- Born: Columbus, Ohio, U.S.
- Occupation: Poet, writer
- Education: University of California, Irvine (BA) Indiana University (MLS) University of Delaware (EdD)
- Genre: Non-fiction

Website
- joannbalingit.org

= JoAnn Balingit =

American poet

JoAnn Balingit is an American poet and nonfiction writer who served as the 16th poet laureate of Delaware. Appointed to the position by governor Ruth Ann Minner from May 2008 until 2015, she was the first person of color to hold the title. She is also a reporter for Delaware Online, a subsection of The News Journal, and an adjunct professor at the University of Delaware, where she teaches poetry.

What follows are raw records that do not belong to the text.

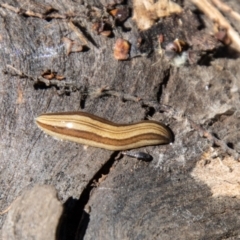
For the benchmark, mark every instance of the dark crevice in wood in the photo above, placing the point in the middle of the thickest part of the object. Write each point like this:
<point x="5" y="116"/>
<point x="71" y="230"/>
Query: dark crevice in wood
<point x="163" y="84"/>
<point x="75" y="218"/>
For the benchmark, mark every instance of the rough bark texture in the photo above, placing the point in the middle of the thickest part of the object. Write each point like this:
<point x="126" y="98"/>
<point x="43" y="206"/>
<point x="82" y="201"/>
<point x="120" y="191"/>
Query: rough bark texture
<point x="173" y="197"/>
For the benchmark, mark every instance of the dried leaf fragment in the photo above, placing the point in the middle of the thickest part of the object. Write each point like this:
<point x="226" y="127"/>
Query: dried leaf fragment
<point x="121" y="49"/>
<point x="146" y="12"/>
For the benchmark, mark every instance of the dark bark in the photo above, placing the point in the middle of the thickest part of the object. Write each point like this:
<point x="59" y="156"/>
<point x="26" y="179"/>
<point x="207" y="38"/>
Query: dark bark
<point x="105" y="198"/>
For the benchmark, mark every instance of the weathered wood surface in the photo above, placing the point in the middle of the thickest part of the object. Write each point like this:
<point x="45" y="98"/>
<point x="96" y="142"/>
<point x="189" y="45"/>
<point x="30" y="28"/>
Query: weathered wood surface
<point x="171" y="197"/>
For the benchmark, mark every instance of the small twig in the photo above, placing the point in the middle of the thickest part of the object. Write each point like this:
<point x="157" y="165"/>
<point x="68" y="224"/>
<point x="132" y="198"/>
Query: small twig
<point x="225" y="8"/>
<point x="206" y="7"/>
<point x="31" y="13"/>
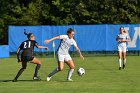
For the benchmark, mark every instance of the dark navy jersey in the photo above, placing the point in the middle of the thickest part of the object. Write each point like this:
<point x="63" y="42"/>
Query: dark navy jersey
<point x="28" y="47"/>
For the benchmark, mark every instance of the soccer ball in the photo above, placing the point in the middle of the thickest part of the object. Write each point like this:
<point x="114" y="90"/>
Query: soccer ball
<point x="80" y="71"/>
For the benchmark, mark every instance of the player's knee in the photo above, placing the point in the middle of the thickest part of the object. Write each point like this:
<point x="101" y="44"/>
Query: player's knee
<point x="23" y="68"/>
<point x="60" y="68"/>
<point x="72" y="67"/>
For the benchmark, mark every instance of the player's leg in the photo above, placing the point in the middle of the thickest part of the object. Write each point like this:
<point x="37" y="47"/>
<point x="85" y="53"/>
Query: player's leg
<point x="71" y="65"/>
<point x="120" y="59"/>
<point x="24" y="65"/>
<point x="38" y="65"/>
<point x="59" y="68"/>
<point x="60" y="60"/>
<point x="124" y="59"/>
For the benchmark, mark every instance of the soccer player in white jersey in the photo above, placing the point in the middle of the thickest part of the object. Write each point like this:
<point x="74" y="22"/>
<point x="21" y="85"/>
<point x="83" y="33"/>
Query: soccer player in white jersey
<point x="63" y="55"/>
<point x="122" y="38"/>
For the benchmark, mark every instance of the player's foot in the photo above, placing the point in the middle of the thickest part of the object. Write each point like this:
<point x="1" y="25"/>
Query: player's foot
<point x="36" y="78"/>
<point x="48" y="78"/>
<point x="14" y="80"/>
<point x="69" y="80"/>
<point x="123" y="66"/>
<point x="119" y="68"/>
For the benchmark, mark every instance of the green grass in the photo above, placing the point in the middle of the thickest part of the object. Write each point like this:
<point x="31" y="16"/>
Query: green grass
<point x="102" y="76"/>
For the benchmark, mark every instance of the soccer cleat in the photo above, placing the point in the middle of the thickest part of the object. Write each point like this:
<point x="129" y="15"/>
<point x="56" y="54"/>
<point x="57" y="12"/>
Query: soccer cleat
<point x="69" y="80"/>
<point x="14" y="80"/>
<point x="48" y="78"/>
<point x="123" y="66"/>
<point x="119" y="68"/>
<point x="36" y="78"/>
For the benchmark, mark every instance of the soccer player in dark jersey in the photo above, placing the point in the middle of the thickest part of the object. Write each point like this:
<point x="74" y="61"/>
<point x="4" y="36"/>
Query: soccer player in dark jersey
<point x="27" y="48"/>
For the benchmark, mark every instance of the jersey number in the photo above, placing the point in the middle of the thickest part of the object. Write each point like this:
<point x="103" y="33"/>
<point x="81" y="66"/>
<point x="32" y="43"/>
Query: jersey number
<point x="27" y="44"/>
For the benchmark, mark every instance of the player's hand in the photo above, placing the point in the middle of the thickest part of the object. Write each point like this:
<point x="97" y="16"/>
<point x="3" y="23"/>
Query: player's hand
<point x="81" y="56"/>
<point x="46" y="48"/>
<point x="19" y="60"/>
<point x="46" y="41"/>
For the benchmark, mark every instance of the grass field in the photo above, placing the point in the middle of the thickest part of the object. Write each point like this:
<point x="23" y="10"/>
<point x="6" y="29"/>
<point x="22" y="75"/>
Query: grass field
<point x="102" y="76"/>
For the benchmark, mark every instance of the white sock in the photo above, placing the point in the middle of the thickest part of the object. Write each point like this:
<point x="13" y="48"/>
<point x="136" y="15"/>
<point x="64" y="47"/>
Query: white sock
<point x="124" y="61"/>
<point x="70" y="73"/>
<point x="53" y="72"/>
<point x="120" y="62"/>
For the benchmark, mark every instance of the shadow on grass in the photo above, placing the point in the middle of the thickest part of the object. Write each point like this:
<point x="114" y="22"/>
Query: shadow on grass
<point x="21" y="80"/>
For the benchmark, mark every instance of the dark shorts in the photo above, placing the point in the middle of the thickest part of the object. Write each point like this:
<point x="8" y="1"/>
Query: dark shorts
<point x="27" y="58"/>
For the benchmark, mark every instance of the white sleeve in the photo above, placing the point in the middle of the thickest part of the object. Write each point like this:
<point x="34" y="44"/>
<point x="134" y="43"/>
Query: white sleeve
<point x="74" y="43"/>
<point x="127" y="36"/>
<point x="63" y="36"/>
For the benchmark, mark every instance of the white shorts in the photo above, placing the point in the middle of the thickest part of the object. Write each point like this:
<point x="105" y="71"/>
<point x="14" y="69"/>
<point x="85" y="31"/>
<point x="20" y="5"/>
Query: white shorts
<point x="122" y="48"/>
<point x="63" y="58"/>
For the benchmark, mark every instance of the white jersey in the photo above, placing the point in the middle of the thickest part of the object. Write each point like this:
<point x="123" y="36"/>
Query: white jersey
<point x="65" y="44"/>
<point x="122" y="37"/>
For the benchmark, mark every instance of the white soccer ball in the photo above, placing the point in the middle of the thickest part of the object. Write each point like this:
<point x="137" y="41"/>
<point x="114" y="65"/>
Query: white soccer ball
<point x="80" y="71"/>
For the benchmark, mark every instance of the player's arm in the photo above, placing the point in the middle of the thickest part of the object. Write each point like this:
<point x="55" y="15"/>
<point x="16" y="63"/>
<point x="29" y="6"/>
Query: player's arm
<point x="117" y="38"/>
<point x="126" y="40"/>
<point x="79" y="52"/>
<point x="54" y="38"/>
<point x="38" y="46"/>
<point x="18" y="53"/>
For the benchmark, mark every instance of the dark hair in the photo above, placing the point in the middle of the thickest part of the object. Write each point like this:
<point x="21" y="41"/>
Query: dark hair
<point x="28" y="35"/>
<point x="69" y="31"/>
<point x="123" y="28"/>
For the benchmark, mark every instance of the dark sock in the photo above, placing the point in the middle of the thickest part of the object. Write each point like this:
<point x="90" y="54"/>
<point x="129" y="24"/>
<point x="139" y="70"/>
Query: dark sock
<point x="19" y="73"/>
<point x="36" y="69"/>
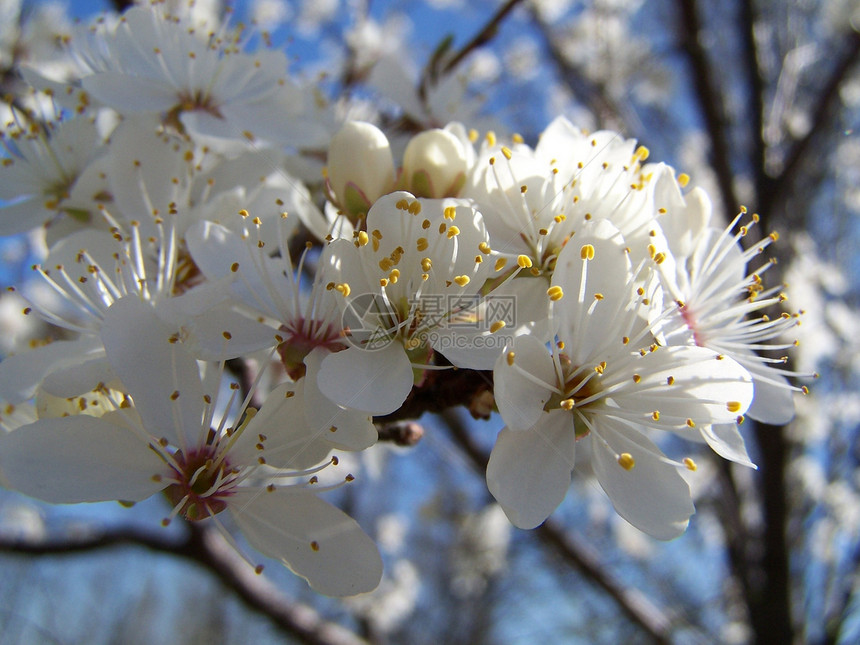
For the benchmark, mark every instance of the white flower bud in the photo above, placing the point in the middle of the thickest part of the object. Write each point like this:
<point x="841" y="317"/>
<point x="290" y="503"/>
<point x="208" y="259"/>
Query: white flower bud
<point x="434" y="164"/>
<point x="360" y="167"/>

Balingit is the author of the book Words For House Story, a poetry collection featured in Beltway Poetry Quarterly, a Washington D.C.–based Literary Journal. She also wrote two award-winning chapbooks, Forage and Your Heart and How It Works, which explore female identity and Philippine ancestry. More of her published work can be found in anthologies such as No Place Like Here: Southern Delaware Poetry and Prose and On the Mason Dixon Line: Contemporary Delaware Writers.

== Personal life ==
Balingit was born in Columbus, Ohio, to a German American mother and a Filipino immigrant father as the third eldest of twelve children. She later moved to Lakeland, Florida, where she was raised. She earned her B.A. in English Literature from University of California, Irvine, went on to complete a M.L.S. from Indiana University and earned her Doctorate in Education from the University of Delaware.

She currently resides in northern Delaware. She has four children: Savannah, Bahiya, Adrian, and Julian.